The garou pack returned, and I watched them unseen, walked among them unnoticed (for such was my lord's power, also given to me). They looked over the bodies and turned to growl at one another, divided once more behind the large male, Karl, and the female, Anya. The dance quivered at the edges of their thoughts, urged on by their moon above, but they held back from it, rather than hurling themselves into it.
So, taking pity on them, for they had suffered in a most satisfying way for my lord, I gave the dance to them as well. I let them all hear the secret music.
They responded. They danced. They reminded one another that they were alive with the most vibrant, glowing pain I had yet experienced, and I was there with them, the entire while.
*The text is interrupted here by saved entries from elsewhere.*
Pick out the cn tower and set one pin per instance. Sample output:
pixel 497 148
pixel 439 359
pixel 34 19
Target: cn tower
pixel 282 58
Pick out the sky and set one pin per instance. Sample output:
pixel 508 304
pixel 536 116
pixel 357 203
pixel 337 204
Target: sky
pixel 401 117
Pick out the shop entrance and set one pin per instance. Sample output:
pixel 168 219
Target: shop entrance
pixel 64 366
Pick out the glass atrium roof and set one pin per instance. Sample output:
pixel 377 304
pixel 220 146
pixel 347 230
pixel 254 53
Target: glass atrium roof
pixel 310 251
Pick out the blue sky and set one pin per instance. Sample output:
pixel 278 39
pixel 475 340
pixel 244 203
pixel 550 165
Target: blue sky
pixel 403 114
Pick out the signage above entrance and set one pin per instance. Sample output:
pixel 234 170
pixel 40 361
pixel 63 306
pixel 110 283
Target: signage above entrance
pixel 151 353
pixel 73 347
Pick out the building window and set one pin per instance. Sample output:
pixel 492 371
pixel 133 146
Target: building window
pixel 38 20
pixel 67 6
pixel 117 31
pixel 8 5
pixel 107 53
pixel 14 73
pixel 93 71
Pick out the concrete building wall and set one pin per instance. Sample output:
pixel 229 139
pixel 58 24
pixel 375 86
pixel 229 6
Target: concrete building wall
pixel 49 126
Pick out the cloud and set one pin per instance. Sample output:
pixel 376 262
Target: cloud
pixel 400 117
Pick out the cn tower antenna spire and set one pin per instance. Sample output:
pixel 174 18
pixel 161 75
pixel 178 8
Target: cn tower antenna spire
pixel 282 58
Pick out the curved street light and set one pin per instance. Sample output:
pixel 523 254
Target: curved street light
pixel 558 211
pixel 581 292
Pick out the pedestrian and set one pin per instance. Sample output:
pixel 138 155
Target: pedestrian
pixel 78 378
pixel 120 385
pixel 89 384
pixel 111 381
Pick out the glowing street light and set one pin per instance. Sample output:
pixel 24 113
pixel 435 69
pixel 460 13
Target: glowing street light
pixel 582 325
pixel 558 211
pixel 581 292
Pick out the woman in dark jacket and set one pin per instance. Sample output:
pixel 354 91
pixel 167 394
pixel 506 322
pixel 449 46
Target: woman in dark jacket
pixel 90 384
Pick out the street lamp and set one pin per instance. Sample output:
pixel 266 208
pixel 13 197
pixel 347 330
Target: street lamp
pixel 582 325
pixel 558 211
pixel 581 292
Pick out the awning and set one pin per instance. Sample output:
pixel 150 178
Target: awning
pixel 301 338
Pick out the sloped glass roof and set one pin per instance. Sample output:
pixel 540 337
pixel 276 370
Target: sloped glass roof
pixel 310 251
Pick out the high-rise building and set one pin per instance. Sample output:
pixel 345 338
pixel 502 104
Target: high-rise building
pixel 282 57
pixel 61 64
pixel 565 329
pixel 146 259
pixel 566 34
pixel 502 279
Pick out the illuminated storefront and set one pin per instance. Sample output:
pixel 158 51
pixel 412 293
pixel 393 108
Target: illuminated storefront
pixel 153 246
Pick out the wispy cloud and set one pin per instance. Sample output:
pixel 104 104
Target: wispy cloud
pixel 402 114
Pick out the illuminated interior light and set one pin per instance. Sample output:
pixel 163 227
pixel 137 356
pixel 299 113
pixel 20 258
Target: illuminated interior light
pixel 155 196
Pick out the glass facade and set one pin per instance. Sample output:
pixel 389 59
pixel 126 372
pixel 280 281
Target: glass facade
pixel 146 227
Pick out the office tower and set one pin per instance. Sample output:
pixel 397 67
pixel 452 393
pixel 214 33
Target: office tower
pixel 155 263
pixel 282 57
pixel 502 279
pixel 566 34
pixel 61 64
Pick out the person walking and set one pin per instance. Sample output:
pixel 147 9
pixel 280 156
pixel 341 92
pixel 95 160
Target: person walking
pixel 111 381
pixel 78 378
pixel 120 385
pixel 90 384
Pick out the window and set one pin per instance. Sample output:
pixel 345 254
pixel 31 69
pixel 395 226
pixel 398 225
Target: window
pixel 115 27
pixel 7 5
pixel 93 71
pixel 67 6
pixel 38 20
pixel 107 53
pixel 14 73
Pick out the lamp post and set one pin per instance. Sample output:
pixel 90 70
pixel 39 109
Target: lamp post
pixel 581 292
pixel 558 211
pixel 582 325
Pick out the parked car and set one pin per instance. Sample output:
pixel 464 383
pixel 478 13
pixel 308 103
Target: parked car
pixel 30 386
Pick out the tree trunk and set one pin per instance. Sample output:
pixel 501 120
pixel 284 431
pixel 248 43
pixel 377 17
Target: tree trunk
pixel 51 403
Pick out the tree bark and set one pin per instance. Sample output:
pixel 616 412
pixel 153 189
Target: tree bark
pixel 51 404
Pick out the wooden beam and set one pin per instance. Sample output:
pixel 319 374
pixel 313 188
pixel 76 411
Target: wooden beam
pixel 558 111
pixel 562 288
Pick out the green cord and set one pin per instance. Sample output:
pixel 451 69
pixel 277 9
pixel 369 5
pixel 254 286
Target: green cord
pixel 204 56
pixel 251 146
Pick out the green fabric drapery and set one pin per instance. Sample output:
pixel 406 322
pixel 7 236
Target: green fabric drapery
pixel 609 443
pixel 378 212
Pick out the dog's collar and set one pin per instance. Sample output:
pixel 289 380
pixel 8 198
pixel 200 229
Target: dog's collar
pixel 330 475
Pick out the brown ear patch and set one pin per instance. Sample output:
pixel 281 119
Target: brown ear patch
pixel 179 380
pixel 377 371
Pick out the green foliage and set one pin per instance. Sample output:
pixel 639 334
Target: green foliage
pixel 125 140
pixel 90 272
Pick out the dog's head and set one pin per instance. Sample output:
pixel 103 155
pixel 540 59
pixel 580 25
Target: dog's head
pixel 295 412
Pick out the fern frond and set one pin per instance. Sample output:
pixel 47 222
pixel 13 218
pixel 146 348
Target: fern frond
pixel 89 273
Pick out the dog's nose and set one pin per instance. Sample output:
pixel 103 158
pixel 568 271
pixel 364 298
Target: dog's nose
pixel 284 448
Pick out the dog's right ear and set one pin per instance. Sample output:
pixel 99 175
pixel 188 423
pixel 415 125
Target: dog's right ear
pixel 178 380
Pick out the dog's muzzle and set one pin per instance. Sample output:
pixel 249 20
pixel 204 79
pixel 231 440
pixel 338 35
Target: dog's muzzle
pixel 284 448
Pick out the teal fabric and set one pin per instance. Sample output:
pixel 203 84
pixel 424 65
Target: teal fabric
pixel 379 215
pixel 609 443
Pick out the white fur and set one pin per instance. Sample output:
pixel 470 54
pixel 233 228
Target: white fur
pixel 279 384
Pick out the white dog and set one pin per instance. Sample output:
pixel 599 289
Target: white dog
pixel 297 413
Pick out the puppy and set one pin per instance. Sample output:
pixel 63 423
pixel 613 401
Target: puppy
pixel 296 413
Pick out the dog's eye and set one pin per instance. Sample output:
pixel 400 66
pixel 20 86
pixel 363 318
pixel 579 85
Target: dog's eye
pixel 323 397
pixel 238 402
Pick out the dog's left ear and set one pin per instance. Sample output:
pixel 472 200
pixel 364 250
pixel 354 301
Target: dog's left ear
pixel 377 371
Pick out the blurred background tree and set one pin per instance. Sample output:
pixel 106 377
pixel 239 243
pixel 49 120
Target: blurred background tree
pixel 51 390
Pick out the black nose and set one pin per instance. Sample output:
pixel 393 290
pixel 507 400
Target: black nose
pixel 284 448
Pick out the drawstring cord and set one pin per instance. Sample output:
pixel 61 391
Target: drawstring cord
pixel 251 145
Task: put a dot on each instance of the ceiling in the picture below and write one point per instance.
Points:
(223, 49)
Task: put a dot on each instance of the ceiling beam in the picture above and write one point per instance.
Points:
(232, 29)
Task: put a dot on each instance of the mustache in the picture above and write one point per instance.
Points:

When it was over, only the female, Anya, remained alive, and she, poor thing, was very alive. Her other eye had been taken. He body was spread out upon the grass, much as my lord's had been.
I went to her, and I kissed her sightless eyes, and filled her ears with music. I drank her fiery sweetness up into me, and delighted in her sobs as she faded away. I left that place, for my homeland, fair France. My lord's power sang to me, and the riotous world surrounded me.
Others of my kind must learn to hear this music, to dance this dance. They had to know what is was to be this free.
And I would remember what my lord had learned. Pain was life. To feel pain was to be alive, for the dead felt nothing. I would never, never forget what is was to live.
Remember me, in your place of damnation, my beautiful lord. Remember your Justine. I will ever remember you.